Setting targets, ambitious objectives, and designing strategies for the year is common to marketers. The task of mapping out a yearly marketing or sales goal is ideally an easy task, but can feel like pulling teeth to get oneself, a team or department to carry out. With that being said, what happens when your team gets into a rut?

Cut yourself a little loose, first of all. Whether you’re a team of marketers managing or doing it all yourself, what you need is some real and fun tactics to get you and your team out of the rut and into the glorious and glittering future of the well-oiled development machine.

Here are a few ways to get your business out of a rut:


Whether it’s setting up a meeting with another internal agency, reaching out to suppliers for a quote, setting a schedule, or any number of other items that can serve as a starting point, getting around to doing so! Most of the time, falling into the throes of corporate objectives or marketing strategies begins when we get too’ macro’ in our thinking and fail to look at the’ small tasks’ that will finally lead us to our main target, due date or completion of the campaign.


Thinking about delegation before any of the other main elements of project execution may seem a little retrograde; it takes someone else to delegate a job to get things finished and make progress on a project. We’re a tiny marketing startup, for example, which means everyone in our team needs to be ON IT all the time. This management style gives us some versatility but also means we don’t have plenty of time to think things over or brainstorm new ideas without getting anyone to keep us accountable. In reality, transparency is the most valuable asset in the implementation process of the project.
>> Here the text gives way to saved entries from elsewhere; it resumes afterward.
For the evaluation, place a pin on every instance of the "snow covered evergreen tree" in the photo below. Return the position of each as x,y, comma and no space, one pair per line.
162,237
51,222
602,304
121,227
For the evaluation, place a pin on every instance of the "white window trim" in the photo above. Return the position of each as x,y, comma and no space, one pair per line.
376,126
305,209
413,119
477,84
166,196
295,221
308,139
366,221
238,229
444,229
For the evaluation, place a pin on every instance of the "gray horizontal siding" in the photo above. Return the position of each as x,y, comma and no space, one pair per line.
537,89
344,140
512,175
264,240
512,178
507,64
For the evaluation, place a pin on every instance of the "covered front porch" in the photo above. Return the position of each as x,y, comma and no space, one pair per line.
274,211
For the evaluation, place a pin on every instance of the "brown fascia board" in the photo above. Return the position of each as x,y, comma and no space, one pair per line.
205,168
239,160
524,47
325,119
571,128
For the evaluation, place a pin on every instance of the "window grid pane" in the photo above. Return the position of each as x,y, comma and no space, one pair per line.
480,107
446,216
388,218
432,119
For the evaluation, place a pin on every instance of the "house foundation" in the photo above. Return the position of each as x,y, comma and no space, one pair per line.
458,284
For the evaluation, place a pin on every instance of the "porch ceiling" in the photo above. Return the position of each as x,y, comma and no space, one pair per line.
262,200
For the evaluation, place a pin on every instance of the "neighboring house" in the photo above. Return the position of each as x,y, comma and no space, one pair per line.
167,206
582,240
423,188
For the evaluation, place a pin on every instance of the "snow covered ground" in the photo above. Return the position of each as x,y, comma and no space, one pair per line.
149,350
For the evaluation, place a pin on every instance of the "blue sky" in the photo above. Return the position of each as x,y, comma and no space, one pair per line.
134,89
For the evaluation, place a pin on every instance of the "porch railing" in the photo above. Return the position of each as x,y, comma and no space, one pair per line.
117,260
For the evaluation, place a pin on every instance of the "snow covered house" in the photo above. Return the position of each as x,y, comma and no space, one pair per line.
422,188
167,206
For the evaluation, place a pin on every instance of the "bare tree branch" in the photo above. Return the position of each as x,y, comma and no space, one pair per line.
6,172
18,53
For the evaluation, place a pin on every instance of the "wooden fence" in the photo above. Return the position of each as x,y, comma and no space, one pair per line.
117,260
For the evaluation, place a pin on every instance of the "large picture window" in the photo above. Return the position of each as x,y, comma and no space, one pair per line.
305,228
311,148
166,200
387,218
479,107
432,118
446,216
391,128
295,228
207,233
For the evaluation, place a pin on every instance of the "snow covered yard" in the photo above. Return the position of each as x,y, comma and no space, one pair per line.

If you are having trouble establishing clear steps to get a large project or campaign, either sit down with your team or put someone in charge of timeline management, create contact points for the project and map out needs, responsible parties, and deliverables. Project mapping may seem like an obvious step; it’s a step that is often overlooked, glossed over, or ignored, ultimately causing a project to get help at a crucial stage of execution.


Funny as it may seem–especially with all the seminars and team retreats out there these days – brainstorm big ideas or creative ways to develop and execute a marketing idea doesn’t happen all that much. Teams or customers often have a hard thought of how a marketing project should be done, and just plug project players into spots. But, if the owner or the leader of the company can take the time and find the humility to allow their team to come up with plans to carry out the achievable marketing goals together, the outcome is often much better. This is also a great way to get out of the marketing process with your team.


Some may have a hard time allowing others to do their job without constant supervision, but this only hurts you, your teammates, and the outcome of the marketing project— especially if it requires creative thinking. For optimum performance, all managers must learn this lesson-some learn it the hard way. By holding the project, team, or task to a close, you do not allow for new ideas, alternative ways of doing things, and ultimately create instability and apathy within your department or company. The exact outcome of your project may not be what you originally intended, but if you want to make progress and get away from marketing, you need to let go and trust the process!


Once the project, campaign, or tactics is complete, it’s easy to leave it and move on to the next project. But if you can find the time to go back through the steps, you will find lessons learned from the mistakes made, the team dynamics observed, and opportunities for future planning that would not be revealed if left and abandoned at the finish line. Just as a runner needs to review their races to see where they can improve, you and your team need to consider your process periodically to make sure each of you is growing. This can be done with a short survey or a recap meeting after the project. Don’t skimp on this step, either way. It’s going to return to bite your brand!